Arts beats stock crisis: why Hong Kong auctions draw new records despite China market slump
Imperial portrait fetches HK$137.4m as market defies gloomy forecasts
China's stock market crash appears to have little impact on the art market as record sales - including a world auction record for a Chinese imperial portrait - were achieved throughout Hong Kong's autumn auction season over the past week despite previously gloomy expectations.
Art market insiders said historical data showed money tended to go to the art market when stocks slumped, as quality artworks are viewed as portable assets that have stable value and are currency-neutral.
"When the materials are great, fresh in the market, spending on them is also seen today as alternative investment," said Nicolas Chow, deputy chairman of Sotheby's Asia.
Andy Hei, co-director of art fair Fine Art Asia, which closed yesterday, said sales of antiques this year were stable and new categories such as design, furniture and decorative art fared well, particularly the relatively inexpensive pieces at six-digit prices.
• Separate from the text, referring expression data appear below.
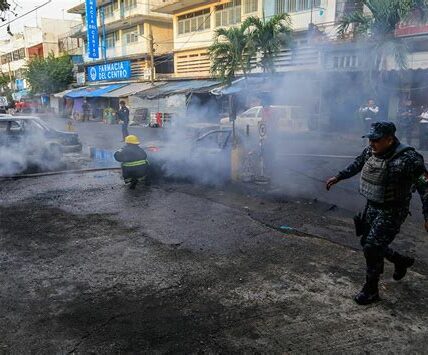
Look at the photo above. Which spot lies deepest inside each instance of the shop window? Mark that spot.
(111, 40)
(250, 6)
(129, 4)
(282, 6)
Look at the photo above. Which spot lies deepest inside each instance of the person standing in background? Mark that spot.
(406, 120)
(369, 114)
(86, 110)
(123, 115)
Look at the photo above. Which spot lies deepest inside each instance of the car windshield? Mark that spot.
(215, 139)
(35, 124)
(252, 112)
(8, 126)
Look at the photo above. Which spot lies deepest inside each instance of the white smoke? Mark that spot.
(27, 153)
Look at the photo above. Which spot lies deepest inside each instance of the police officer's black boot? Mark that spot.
(133, 184)
(402, 263)
(369, 292)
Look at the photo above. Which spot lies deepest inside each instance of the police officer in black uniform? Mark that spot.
(389, 171)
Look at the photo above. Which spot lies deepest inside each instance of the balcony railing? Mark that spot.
(119, 51)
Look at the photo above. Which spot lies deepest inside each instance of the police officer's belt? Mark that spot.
(135, 163)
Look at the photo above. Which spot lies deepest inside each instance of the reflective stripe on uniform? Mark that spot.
(135, 163)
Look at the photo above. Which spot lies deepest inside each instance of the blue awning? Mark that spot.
(179, 87)
(93, 91)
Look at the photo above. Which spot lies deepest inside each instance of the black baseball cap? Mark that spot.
(380, 129)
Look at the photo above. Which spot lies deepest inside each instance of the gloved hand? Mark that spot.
(330, 182)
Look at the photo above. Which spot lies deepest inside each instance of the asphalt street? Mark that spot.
(89, 266)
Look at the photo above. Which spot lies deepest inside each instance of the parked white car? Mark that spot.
(287, 118)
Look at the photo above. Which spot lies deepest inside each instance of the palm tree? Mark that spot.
(266, 37)
(378, 27)
(229, 53)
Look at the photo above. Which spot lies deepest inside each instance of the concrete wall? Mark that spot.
(325, 14)
(162, 36)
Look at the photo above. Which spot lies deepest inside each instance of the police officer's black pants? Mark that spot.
(125, 132)
(384, 225)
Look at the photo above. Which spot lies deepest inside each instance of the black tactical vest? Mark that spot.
(375, 184)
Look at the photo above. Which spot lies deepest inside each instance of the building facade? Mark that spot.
(125, 28)
(32, 41)
(195, 22)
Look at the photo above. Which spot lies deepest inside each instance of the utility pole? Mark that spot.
(152, 55)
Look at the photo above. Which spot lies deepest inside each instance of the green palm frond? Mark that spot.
(229, 53)
(358, 19)
(267, 37)
(379, 27)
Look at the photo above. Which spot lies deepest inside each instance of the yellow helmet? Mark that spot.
(131, 139)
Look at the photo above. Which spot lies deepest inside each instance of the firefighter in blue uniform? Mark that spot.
(133, 159)
(389, 172)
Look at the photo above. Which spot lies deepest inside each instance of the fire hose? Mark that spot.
(61, 172)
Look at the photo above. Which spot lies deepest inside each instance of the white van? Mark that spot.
(287, 118)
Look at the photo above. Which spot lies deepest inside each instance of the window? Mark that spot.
(7, 58)
(111, 39)
(194, 22)
(131, 35)
(109, 9)
(228, 14)
(250, 6)
(282, 6)
(18, 54)
(345, 61)
(129, 4)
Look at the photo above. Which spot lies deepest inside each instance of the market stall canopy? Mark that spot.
(179, 87)
(61, 94)
(93, 91)
(131, 89)
(245, 85)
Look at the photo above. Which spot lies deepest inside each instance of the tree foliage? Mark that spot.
(4, 5)
(378, 26)
(229, 53)
(235, 47)
(49, 75)
(266, 37)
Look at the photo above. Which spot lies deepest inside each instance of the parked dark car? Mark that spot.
(27, 141)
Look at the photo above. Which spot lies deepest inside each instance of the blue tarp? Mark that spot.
(179, 87)
(93, 91)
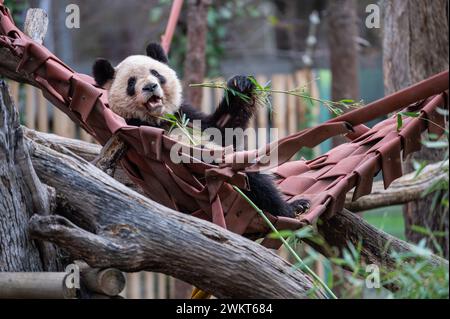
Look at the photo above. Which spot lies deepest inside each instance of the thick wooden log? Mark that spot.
(36, 24)
(404, 190)
(338, 232)
(377, 246)
(21, 195)
(124, 230)
(35, 285)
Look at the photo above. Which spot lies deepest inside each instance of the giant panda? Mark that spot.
(143, 88)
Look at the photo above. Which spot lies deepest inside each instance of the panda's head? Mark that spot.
(142, 87)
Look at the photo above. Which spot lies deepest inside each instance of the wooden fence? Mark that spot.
(288, 115)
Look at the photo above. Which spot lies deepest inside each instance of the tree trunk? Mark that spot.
(195, 64)
(106, 224)
(342, 34)
(22, 195)
(343, 228)
(416, 47)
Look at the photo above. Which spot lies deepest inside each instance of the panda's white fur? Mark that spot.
(139, 67)
(140, 105)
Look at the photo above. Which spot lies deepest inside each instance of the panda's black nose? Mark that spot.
(151, 87)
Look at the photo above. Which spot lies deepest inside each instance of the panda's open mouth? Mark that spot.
(154, 104)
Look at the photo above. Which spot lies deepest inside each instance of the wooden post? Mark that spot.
(109, 282)
(42, 114)
(35, 285)
(30, 110)
(262, 119)
(279, 106)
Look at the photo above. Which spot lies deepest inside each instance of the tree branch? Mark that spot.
(338, 232)
(406, 189)
(125, 230)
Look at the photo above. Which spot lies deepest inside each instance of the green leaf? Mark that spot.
(282, 233)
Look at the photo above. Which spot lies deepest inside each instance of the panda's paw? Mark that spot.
(300, 206)
(242, 84)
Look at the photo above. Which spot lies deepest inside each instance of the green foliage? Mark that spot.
(16, 7)
(220, 14)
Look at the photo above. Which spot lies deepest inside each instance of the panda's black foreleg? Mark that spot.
(233, 112)
(267, 197)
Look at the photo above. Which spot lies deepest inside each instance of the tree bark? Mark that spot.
(334, 229)
(342, 34)
(22, 195)
(377, 246)
(404, 190)
(195, 64)
(416, 47)
(108, 225)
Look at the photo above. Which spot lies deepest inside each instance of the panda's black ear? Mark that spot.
(103, 72)
(156, 51)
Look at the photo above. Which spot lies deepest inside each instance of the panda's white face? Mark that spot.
(144, 88)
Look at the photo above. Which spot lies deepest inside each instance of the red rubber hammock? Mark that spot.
(206, 191)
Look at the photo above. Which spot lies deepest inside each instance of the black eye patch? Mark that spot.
(131, 88)
(162, 80)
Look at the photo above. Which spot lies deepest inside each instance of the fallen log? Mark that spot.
(35, 285)
(338, 232)
(404, 190)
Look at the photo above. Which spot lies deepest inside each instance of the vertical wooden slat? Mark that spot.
(30, 107)
(292, 118)
(218, 94)
(133, 286)
(149, 282)
(301, 81)
(207, 100)
(42, 113)
(262, 119)
(62, 125)
(314, 89)
(14, 88)
(172, 287)
(162, 286)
Leading the game is Sotheby's. Over the past week, the auction house totalled sales of HK$2.669 billion, including buyer's premium, with 76 per cent of the lots sold. The results exceeded the pre-sale estimate of HK$2.3 billion.
The first sale of comics in Asia fetched a total of HK$33.4 million, setting new records for Enki Bilal and Moebius. The Mercedes 1961 300 SL Roadster - the first sale at auction of a vintage car in Hong Kong - fetched HK$10 million.
Poly Auction Hong Kong totalled HK$900 million over its two-day sale, nearly 30 per cent higher than its pre-sale estimate. Top lots included Sanyu's painting , which fetched HK$59 million.
Sotheby's yesterday achieved a world auction record for a Chinese imperial portrait with the sale of a painting of Chunhui, consort of Emperor Qinglong, to an anonymous buyer.
The painting by court artist Giuseppe Castiglione, in a European collection for more than a century, fetched HK$137.4 million, more than doubling the pre-sale estimate at HK$60 million.
Modern and contemporary ink artworks were well-received. Sotheby's fine Chinese paintings sale totalled HK$344 million, more than doubling the pre-sale estimate at HK$160 million, with 83.6 per cent of the lots sold.
Contemporary ink art sales, the largest scale of this category at Sotheby's, totalled HK$31.6 million, 20 per cent above estimates.
Sotheby's modern and contemporary art sales totalled HK$596 million, 40 per cent over the pre-sale estimate. Works by Japanese and Korean artists were sold out, including top lot by Yayoi Kusama, which fetched HK$54.52 million.
Bonhams held its first modern and contemporary art sale in Hong Kong, with works by Kusama and Yoshitomo Nara fetching above high estimates.